他掐着明纱脖子的手瞬间顿住。
救明纱?
他脸上的暴怒忽然消失了,缓缓松开了掐着明纱脖子的手。
明纱摔落在地,捂着喉咙剧烈地咳嗽。
武藏居高临下地看着她,像看着一件即将发挥最后价值的工具。
他抬起脚,挑起明纱的下巴,迫使她抬起那狼狈不堪却仍带着一副傲慢神情的脸。
“听见了吗?我的好侄女?”武藏的声音轻柔下来,却比刚才的咆哮更令人毛骨悚然,“你的先生,还惦记着你呢,都这种时候了还想着救你。”

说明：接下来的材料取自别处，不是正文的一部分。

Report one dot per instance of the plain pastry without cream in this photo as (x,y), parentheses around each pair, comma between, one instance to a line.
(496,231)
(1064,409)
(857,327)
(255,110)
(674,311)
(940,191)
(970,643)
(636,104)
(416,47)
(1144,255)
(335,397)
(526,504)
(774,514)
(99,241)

他收回脚,直起身,对着舱外厉声喝道:“来人,把这个女人给我绑起来,吊到主桅杆上去!”
两名武士立刻冲了进来。
明纱终于色变,挣扎着想要站起,却被武士粗暴地按住,她喊道:“你要干什么?!”
武藏弯下腰,凑近她耳边:“我要看看,他是会为了救你,让他的士兵在枪炮下送死,还是会为了胜利,眼睁睁看着你被打成碎片!”
他直起身,哈哈大笑,笑声癫狂:“天助我也!真是天助我也!顾停云,你终究还是有弱点的!来人!快吊上去!”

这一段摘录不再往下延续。